O filósofo alemão Frank Schirrmacher acreditava que a humanidade está às vésperas de uma revolução econômica, política e cultural, motivada por uma modificação demográfica radical: o envelhecimento da população. “Nosso envelhecimento pessoal, não apenas o envelhecimento abstrato das estatísticas oficiais, já está sendo tratado como uma catástrofe natural”, escreveu Schirrmacher em seu livro O Complô Matusalém lançado em 2004 na Alemanha.

Ele aconselha os jovens a mudar de comportamento em relação aos idosos desde já, sob o risco de verem a própria ruína em um futuro próximo. Doutor em filosofia pela Universidade de Cambridge, na Inglaterra, Schirrmacher tem 44 anos, é diretor do Frankfurter Allgemeine, um dos jornais mais tradicionais da Alemanha, e publicou mais de uma dezena de livros em que se dedica a analisar a sociedade moderna.

As estatísticas do envelhecimento da população mundial mostram isso. Em 2050, viverão na China tantas pessoas com mais de 65 anos quanto hoje em todo o mundo. Nesse período, o número de idosos no planeta vai triplicar, enquanto o resto da população aumentará apenas 50%. O total de homens e mulheres centenários se multiplicará por dez. Na América Latina, o número de pessoas com mais de 80 anos será quatro vezes maior que agora.

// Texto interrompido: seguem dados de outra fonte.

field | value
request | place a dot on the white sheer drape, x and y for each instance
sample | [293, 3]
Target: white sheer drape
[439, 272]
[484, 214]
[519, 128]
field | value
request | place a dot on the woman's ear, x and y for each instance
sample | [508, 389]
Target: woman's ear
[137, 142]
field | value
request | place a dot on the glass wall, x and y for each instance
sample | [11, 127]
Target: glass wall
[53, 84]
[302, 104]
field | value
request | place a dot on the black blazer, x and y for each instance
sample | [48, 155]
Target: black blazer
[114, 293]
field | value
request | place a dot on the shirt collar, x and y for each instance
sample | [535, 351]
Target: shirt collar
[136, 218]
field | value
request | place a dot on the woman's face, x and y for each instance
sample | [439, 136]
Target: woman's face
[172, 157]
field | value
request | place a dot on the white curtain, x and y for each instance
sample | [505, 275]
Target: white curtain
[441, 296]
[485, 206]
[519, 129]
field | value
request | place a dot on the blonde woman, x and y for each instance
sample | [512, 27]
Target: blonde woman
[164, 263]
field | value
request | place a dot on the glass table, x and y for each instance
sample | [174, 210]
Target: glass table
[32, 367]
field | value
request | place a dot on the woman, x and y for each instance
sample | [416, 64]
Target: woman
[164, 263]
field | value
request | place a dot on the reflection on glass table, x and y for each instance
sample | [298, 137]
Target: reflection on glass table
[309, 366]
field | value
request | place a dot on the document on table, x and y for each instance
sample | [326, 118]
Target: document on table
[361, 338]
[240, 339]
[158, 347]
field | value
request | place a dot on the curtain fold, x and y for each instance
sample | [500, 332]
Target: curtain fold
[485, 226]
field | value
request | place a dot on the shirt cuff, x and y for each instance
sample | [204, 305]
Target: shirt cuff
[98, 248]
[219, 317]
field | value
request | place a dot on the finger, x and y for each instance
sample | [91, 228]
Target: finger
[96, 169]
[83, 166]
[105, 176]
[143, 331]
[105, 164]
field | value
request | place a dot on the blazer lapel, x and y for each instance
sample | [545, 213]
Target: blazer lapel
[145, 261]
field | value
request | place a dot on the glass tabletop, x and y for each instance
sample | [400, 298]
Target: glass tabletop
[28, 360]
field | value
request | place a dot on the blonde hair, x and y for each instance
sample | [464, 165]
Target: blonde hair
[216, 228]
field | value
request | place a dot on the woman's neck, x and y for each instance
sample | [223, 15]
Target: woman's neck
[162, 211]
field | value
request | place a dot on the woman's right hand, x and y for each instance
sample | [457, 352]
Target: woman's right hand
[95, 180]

Na Alemanha, em apenas uma década haverá mais indivíduos acima dos 50 anos do que abaixo dessa idade. Quando chegarem à terceira idade, as mulheres alemãs que hoje têm 30 anos serão a maioria no país. Pela primeira vez na história, o número de velhos será maior que o de crianças. A humanidade envelhece numa rapidez nunca vista antes.

Em 99,99% da história da humanidade as pessoas nunca viveram mais que trinta ou 35 anos. A experiência de ficar velho, de viver sessenta anos ou mais, é muito nova. Nossa sociedade foi construída com base na expectativa de vida do século XIX.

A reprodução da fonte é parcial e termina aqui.